ON THE OTHER HAND – Price of progress
I LAMENT the passing of many things, but none more than Pine Hill Dairy “fresh” pasteurised milk. It’s the end of an era.
My son and I were fanatics about the 2% milk. He drank it like water and I drank a litre a day until my deprive-me-of-all-enjoyment sadist of a doctor cautioned me. Our son had got to the point, when we travelled, where he would taste the milk of the country, make a face, and mutter about it not being Pine Hill milk.
Pine Hill milk was for us one of two hallmarks of Barbadian deliciousness. The only one left now is BICO Dutch chocolate ice cream.
To my shock, Pine Hill stopped making our milk. Now there’s only ultra-high temperature processed (UHT) milk that tastes like diluted evaporated milk. Yuk!
It was so cleverly done too. I noticed the change in the carton with a different top, but otherwise looking like the old carton. It was in the refrigerated section of the supermarket so I assumed it was the same old milk I loved. I didn’t bother to read the carton.
And since I had it at first only in tea and coffee, I frankly couldn’t tell the difference. Then Pine Hill put out these full page ads announcing the new UHT milk. I thought it was a different line of product. Then I read a description of the carton. I rushed to the fridge and poured some and drank it. O, the horror!
I understand perfectly why they’re doing it. The old pasteurised milk was highly perishable and would occasionally go off before the “sell by” date. The dairy therefore reduces spoilage as close to zero as possible.
Now transporting and delivering the UHT milk poses no problems; it doesn’t require refrigeration, and it has a shelf life of several months. So the dairy saves a lot of money and the supermarkets and mini-marts also find the new product more convenient to handle.
The largest package for the milk is the one-litre size because, once opened, it has a recommended refrigerated shelf life of four days, compared with about 12 days for the old milk.

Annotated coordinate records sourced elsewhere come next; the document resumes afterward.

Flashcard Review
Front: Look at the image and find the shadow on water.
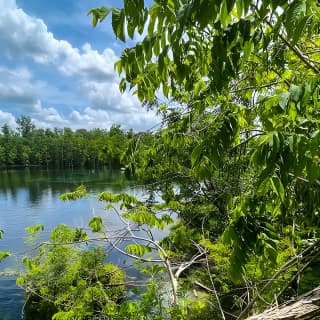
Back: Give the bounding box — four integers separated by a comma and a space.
0, 168, 143, 320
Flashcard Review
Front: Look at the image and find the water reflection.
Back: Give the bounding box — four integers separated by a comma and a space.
0, 168, 143, 320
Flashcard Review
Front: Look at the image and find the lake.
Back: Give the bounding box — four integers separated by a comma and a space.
0, 168, 148, 320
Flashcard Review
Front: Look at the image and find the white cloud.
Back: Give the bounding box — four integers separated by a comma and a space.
0, 0, 117, 81
0, 66, 40, 104
0, 0, 158, 130
0, 110, 17, 129
32, 100, 70, 127
59, 43, 117, 81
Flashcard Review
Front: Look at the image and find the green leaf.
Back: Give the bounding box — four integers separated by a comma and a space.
285, 0, 306, 39
270, 176, 285, 202
125, 244, 152, 257
112, 9, 126, 42
24, 223, 44, 233
60, 185, 87, 201
0, 251, 10, 262
87, 7, 111, 27
279, 92, 290, 111
289, 84, 304, 102
89, 217, 104, 232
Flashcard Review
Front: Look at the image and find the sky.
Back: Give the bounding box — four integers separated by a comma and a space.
0, 0, 159, 131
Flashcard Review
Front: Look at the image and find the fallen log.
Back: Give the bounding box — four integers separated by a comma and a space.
246, 286, 320, 320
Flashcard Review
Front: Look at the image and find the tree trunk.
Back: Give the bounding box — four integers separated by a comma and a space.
247, 286, 320, 320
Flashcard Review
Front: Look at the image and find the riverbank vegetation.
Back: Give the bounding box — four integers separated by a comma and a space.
12, 0, 320, 319
0, 116, 134, 169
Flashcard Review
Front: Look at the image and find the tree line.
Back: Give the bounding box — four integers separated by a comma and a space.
1, 0, 320, 320
0, 116, 134, 169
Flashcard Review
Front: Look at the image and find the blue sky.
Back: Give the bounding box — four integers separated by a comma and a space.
0, 0, 159, 130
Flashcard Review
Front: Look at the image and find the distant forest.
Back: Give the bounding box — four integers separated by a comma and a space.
0, 116, 133, 168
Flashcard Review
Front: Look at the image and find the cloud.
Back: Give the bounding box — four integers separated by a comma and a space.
32, 100, 70, 127
0, 66, 39, 105
59, 43, 117, 81
0, 0, 158, 130
0, 110, 17, 129
0, 0, 117, 81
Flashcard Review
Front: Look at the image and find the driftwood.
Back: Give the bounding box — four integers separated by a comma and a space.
246, 286, 320, 320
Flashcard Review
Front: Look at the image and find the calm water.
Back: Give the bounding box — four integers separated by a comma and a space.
0, 169, 143, 320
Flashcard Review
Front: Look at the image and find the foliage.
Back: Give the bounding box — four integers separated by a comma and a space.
11, 0, 320, 319
17, 225, 124, 320
89, 0, 320, 318
0, 116, 133, 168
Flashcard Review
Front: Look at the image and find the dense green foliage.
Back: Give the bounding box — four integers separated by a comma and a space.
17, 225, 124, 320
0, 116, 133, 168
15, 0, 320, 319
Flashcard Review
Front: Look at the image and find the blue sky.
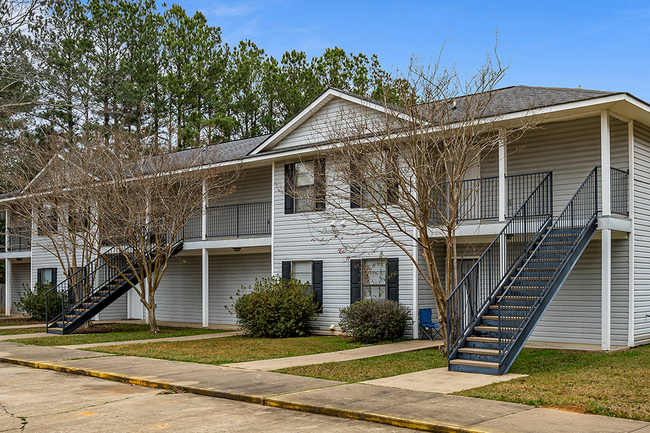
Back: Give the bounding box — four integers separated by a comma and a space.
176, 0, 650, 102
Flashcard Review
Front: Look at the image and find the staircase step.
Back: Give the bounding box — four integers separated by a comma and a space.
503, 285, 546, 290
524, 257, 564, 263
474, 325, 517, 332
449, 359, 499, 368
458, 347, 499, 356
517, 266, 557, 272
483, 314, 526, 321
466, 335, 499, 344
510, 276, 552, 281
488, 305, 532, 311
497, 295, 538, 301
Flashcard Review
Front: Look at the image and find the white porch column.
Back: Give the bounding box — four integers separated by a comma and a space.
627, 120, 635, 347
499, 135, 508, 221
5, 207, 11, 316
412, 227, 420, 340
201, 179, 208, 240
499, 134, 508, 275
5, 259, 12, 316
600, 111, 612, 350
201, 248, 210, 328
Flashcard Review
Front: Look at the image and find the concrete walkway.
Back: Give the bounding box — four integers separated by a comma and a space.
0, 342, 650, 433
55, 331, 241, 349
224, 340, 442, 371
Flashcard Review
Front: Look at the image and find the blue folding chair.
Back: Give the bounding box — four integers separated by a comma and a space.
418, 308, 442, 341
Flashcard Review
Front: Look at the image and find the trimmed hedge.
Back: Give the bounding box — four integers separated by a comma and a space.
339, 299, 413, 343
235, 276, 316, 338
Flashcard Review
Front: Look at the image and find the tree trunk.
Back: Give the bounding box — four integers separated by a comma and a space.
147, 287, 160, 334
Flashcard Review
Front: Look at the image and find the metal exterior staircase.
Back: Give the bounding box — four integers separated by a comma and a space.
447, 167, 598, 375
45, 239, 183, 334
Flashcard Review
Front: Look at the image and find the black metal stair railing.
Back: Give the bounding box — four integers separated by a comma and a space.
45, 231, 183, 331
430, 171, 549, 224
447, 172, 553, 359
497, 167, 598, 368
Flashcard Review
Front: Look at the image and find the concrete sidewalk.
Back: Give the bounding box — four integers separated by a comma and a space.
0, 342, 650, 433
224, 340, 442, 371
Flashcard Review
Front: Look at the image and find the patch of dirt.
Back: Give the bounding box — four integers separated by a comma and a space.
0, 317, 45, 326
546, 403, 588, 413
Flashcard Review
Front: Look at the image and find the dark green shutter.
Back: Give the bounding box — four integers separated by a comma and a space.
387, 259, 399, 301
284, 164, 295, 214
282, 262, 291, 280
314, 159, 326, 210
350, 260, 361, 304
311, 260, 323, 313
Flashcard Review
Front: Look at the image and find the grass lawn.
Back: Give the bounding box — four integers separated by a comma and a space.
92, 336, 370, 365
0, 326, 45, 335
0, 317, 45, 327
457, 346, 650, 421
10, 323, 225, 350
276, 349, 447, 383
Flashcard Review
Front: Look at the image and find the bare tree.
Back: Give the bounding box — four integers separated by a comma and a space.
6, 130, 238, 333
293, 53, 535, 348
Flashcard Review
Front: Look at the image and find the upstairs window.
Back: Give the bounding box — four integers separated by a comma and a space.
284, 159, 325, 214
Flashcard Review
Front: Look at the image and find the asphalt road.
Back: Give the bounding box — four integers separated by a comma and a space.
0, 364, 411, 433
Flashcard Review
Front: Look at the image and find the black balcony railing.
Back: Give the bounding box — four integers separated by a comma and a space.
431, 172, 549, 223
447, 173, 553, 359
5, 227, 32, 252
207, 201, 271, 238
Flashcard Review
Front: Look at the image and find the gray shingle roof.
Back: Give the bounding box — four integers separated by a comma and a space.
167, 134, 271, 166
458, 86, 618, 116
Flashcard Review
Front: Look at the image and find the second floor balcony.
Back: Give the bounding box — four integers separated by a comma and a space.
182, 201, 272, 241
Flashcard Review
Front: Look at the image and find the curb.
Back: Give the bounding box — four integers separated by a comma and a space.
0, 357, 489, 433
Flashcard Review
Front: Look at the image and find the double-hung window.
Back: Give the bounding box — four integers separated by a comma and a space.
350, 258, 399, 303
36, 268, 57, 287
284, 159, 325, 214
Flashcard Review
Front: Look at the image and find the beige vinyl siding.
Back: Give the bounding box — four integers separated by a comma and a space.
31, 241, 65, 284
530, 239, 628, 346
97, 293, 128, 320
481, 149, 499, 178
633, 122, 650, 345
11, 262, 30, 312
418, 242, 446, 330
273, 161, 413, 330
273, 98, 385, 150
215, 165, 272, 206
508, 116, 628, 217
611, 239, 630, 346
209, 253, 271, 325
154, 256, 202, 323
530, 240, 601, 344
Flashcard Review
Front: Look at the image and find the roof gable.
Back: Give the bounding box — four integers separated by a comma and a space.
249, 89, 394, 156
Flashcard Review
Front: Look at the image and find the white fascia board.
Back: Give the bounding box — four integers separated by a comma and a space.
250, 89, 408, 155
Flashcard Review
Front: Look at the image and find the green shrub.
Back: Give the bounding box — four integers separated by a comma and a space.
339, 299, 413, 343
235, 277, 316, 338
15, 283, 61, 322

The only member of the food chain who isn’t happy is me. I get a product that tastes terrible and has a shorter shelf life. The only consolation is that it’s slightly cheaper.
I accept that UHT is the future. I just don’t like the future.
BICO, do NOT deprive me of your Dutch chocolate! I’ll emigrate.
THE FUTURE of international cricket is Twenty20.
Even at that form of the game, requiring much less discipline and thought, West Indies are struggling. It’s not that we lack talent. Kieron Pollard and Dwayne Smith are two exciting cricketers.
They don’t lack talent; they lack judgement. The judgement to play cricket as the situation dictates (remember Sobers’ amazing 113 against England on a disastrous pitch in Jamaica in 1968? That’s greatness).
It’s invidious to single them out, because there are so many more players like them. Let’s face facts, apart from Lara and Chanderpaul, we have produced no cricketers of international calibre in the last 15 years.
Test cricket will survive but only by making compromises. Minimum standards for Test-playing teams will have to be imposed and upheld. It’s doubtful whether West Indies could meet those standards.
Either that, or the ICC [International Cricket Council] will create an international premier league of seven teams, capable of drawing crowds and providing exciting competition, and a lower league of everyone else, which would include West Indies, Afghanistan, Uzbekistan, Idonundastan, and so on. Relegation and promotion would apply to the two leagues.
The game will have to change as well: under lights, in coloured uniforms, white ball, and each side playing two innings of 75 overs each over three days.
I accept that’s the future. I just don’t like it.
* Peter Laurie is a retired diplomat and a commentator on social issues.